What happened to the central visual pathway when, after blockade at the retinal ganglion cell level, we elicited an almost “normal response” from the brain?
If the visual pathway, including the visual cortex, is also involved in the process of hypertensive glaucoma, then we should also find changes in the brain. Standard structural examination techniques do not allow this diagnosis.
For this reason, we sought a solution in Positron Emission Tomography. Radioactive glucose (18-fluororodeoxyglucose) is used to examine brain activity, which is taken up in healthy cells. Figure 2 shows the absence of glucose radioactivity in the occipital lobe and Figure 3 shows the field of view of the same patient. We performed the examination in 2001.
Because it was necessary to verify this finding in a larger group of patients with HTG and we did not want to burden the patients with radioactive material, we performed the further examination using Functional Magnetic Resonance Imaging (fMRI) on the visual paradigm (Figure 4). As an example, we present the result of the fMRI examination in the same patient, in whom we also performed the PET examination Figure 5.

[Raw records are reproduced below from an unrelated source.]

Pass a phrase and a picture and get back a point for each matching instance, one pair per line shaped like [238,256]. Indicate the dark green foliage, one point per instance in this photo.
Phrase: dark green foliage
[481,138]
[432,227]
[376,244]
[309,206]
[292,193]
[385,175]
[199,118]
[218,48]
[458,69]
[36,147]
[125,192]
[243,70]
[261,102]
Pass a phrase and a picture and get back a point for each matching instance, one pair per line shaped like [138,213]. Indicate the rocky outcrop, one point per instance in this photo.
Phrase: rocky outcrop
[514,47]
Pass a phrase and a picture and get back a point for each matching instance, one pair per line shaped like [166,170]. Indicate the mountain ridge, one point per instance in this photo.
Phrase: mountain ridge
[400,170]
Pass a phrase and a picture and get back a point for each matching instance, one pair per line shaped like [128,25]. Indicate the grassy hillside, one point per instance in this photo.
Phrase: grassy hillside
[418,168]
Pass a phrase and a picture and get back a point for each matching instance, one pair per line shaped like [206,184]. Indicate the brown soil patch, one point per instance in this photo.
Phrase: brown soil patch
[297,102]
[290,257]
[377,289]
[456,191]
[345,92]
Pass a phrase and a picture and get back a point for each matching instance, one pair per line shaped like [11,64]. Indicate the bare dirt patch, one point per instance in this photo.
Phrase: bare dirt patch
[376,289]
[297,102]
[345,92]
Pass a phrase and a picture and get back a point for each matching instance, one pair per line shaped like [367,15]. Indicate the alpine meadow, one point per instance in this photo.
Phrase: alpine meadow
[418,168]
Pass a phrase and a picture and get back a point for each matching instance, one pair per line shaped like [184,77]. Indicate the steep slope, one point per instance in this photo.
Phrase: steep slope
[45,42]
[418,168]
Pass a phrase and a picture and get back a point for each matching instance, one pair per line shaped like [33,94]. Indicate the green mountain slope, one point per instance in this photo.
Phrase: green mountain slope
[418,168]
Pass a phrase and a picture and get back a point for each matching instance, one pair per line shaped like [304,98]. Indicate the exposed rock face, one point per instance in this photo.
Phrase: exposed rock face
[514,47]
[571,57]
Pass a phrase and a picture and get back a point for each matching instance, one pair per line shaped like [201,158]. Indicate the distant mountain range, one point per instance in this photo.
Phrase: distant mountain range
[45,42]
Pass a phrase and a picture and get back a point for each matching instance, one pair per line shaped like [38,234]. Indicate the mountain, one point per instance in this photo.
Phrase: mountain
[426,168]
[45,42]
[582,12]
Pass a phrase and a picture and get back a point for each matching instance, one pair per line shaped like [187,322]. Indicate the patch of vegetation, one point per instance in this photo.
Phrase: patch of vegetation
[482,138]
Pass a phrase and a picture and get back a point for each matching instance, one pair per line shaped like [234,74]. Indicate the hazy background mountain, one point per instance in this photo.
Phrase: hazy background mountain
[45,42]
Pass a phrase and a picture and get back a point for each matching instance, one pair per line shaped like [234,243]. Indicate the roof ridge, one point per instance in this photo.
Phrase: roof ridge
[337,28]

For comparison, we also present a normal fMRI finding in a patient with normotensive glaucoma (Figure 6).
With the use of Positron Emission Tomography and fMRI, we have shown that hypertensive glaucoma also damages the visual centres in the brain. The finding was surprising in patients with HTG following stimulation with both black-white and yellow-blue stimulation, which has not been used in any of the cited work (Figure 4). We examined 8 patients with HTG (various stages) and compared their results with the results of 8 healthy people. We found that the difference in the number of activated voxels in patients using black and white versus yellow-blue stimulation was 59%. It was only 2% in a control group. We consider that the ganglion cell damage will be greater than normally expected .

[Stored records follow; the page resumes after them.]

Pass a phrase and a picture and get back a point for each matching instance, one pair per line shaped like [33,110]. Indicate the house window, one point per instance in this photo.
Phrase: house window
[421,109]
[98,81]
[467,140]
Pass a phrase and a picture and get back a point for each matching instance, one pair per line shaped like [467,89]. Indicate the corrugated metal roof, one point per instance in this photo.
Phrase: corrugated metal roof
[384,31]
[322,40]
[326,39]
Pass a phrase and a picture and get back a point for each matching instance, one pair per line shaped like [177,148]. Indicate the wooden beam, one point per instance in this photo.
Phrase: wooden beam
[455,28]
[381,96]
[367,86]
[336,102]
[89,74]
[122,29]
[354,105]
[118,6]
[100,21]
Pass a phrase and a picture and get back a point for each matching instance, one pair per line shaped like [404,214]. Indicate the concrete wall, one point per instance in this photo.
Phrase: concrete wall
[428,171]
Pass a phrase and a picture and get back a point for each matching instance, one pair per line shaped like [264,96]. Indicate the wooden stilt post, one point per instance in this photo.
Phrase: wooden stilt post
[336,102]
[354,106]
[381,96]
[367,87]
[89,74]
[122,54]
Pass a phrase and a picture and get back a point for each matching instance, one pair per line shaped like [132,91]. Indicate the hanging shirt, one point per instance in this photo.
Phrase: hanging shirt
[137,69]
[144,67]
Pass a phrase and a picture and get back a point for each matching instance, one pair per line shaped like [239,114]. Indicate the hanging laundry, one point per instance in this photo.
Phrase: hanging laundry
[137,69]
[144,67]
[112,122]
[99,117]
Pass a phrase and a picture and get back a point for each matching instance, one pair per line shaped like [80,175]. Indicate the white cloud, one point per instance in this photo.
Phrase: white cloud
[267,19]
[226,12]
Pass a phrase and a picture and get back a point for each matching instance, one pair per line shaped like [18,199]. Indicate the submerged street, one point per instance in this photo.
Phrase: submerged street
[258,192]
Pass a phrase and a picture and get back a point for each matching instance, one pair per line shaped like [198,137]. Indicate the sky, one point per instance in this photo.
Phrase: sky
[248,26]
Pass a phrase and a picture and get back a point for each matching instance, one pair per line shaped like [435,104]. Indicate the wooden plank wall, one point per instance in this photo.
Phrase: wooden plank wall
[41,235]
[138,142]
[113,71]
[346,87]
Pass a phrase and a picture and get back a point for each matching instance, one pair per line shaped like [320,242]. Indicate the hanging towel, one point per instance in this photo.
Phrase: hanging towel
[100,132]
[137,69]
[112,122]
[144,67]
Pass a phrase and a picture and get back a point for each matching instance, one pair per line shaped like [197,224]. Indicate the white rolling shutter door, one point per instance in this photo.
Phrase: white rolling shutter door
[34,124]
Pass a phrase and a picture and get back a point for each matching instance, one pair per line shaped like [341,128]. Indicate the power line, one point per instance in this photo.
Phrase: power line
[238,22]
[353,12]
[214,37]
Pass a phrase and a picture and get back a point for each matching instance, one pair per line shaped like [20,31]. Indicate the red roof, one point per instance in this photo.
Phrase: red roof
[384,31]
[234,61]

5. Electrophysiology in hypertensive glaucoma
We now return to electrophysiological eye examinations.
In experimental glaucoma, electroretinographic changes (decrease in amplitudes of up to 50%) preceded changes in the retinal nerve fibre layer .
These facts, as well as the conclusions of other authors, [29, 30, 31] led us to use the electrophysiological methods (PERG and PVEP) to determine the level and depth of damage in various types of hypertensive glaucoma. Based on these examinations, we concluded that the changes in PERG and PVEP in HTG indicate that not only the retinal ganglion cells and subsequently their axons, but also the visual centres in the brain are damaged .
At the neuronal membrane level, the relationship between the two neurotransmitter systems is supported by the direct inhibition of the NMDA receptor by dopamine and the inhibitory effect of glutamate on dopamine release. This means that a higher dopamine level blocks the NMDA receptor and, conversely, glutamate blocks the release of dopamine [33, 34].
To verify this biochemical information, we used the examination of the oscillating potentials of the electroretinogram. Amacrine cells are divided into dopaminergic and GABAergic according to the neurotransmitter. Dopaminergic cells generate oscillating potentials in the electroretinogram, and GABAergic cells participate in the formation of the threshold scotopic potential .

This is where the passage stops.